We thought our Last Supper tickets included a guided tour of the Duomo as well as the Last Supper. It ended up including only a ticket that allowed us to take the elevator to the cathedral’s roof. So, as we discovered, we were on our own to explore the Gothic temple.
The first thing that catches your eye is the immense expanse of white marble that rises so majestically from the huge piazza. It is, after all, the fifth largest cathedral in the world, measuring more than 500 feet in length, 300 in width and almost 350 feet in height. It is entered through beautiful cast bronze doors.
The second is the festival of spires pinnacles, gables, statues and gargoyles that leap from its surface.

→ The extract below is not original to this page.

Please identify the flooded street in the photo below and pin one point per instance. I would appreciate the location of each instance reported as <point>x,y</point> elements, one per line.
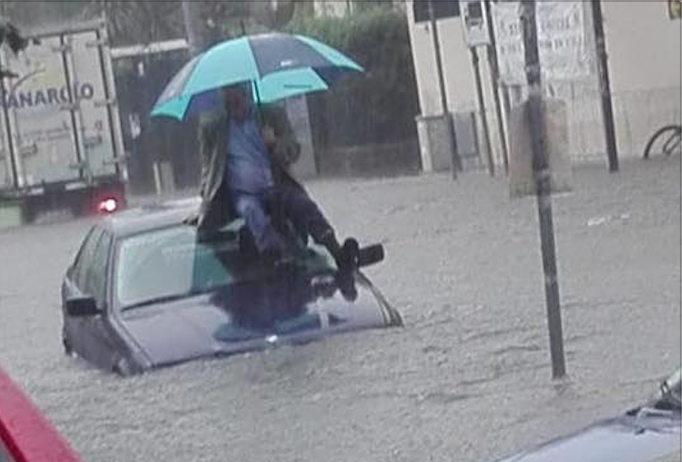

Then you understand that while construction of the cathedral, which began in 1386, took almost 500 years (until 1809) before the façade was actually completed—and that required an order from Napoleon. Moreover, the Duomo, which has suffered centuries of deterioration from a combination of settling, smog and pigeon waste, requires almost as much restoration as The Last Supper.
Although the exterior is impressive enough, one can’t fully appreciate the scale of this structure until you enter its cavernous confines. The huge expanse, which can accommodate up to 40,000 people, is all supported by 52 huge pillars, each plain up to their carved capitals. Then there are the acres of stained glass, the mosaic floors and the dozens of sculptures (including that of St. Bartholomew, who was skinned alive for preaching his believes). While the cathedral contains crypts of a number of its cardinals, the spot of honor belongs to St. Carlos, with his elaborate basement crypt.
Then, for the piece de resistance, we took the elevator to the roof, where we visited the structure’s 135 pinnacles and 2,245 sculptures in person—and looked much further up to the peak of its 356-foot spire—topped by the roughly 18-foot tall, 2 million-pound, copper-coated (over a stainless steel infrastructure) Madonna of the Duomo (a copy of which is displayed at eye-level in the transept). From here, one can see the repeating patterns of the ornate supporting arches, look its gargoyles in the face and notice how each sculpture and design element, which look identical from the street, are actually unique.
The Cathedral’s museum, which is located across the street, amazes in different ways. It is filled with all types of ecclesiastical treasures, from large golden crucifixes, intricately-carved ivory bible covers, paintings, challises, wood carvings, tapestries, candlesticks and all types of sculptures, architectural elements and stained glass from the cathedral. Then there is a roughly 22-foot, carved wooden, scale replica of the cathedral and a lovely chapel that was built for and used by the city’s 14th-century ruling family.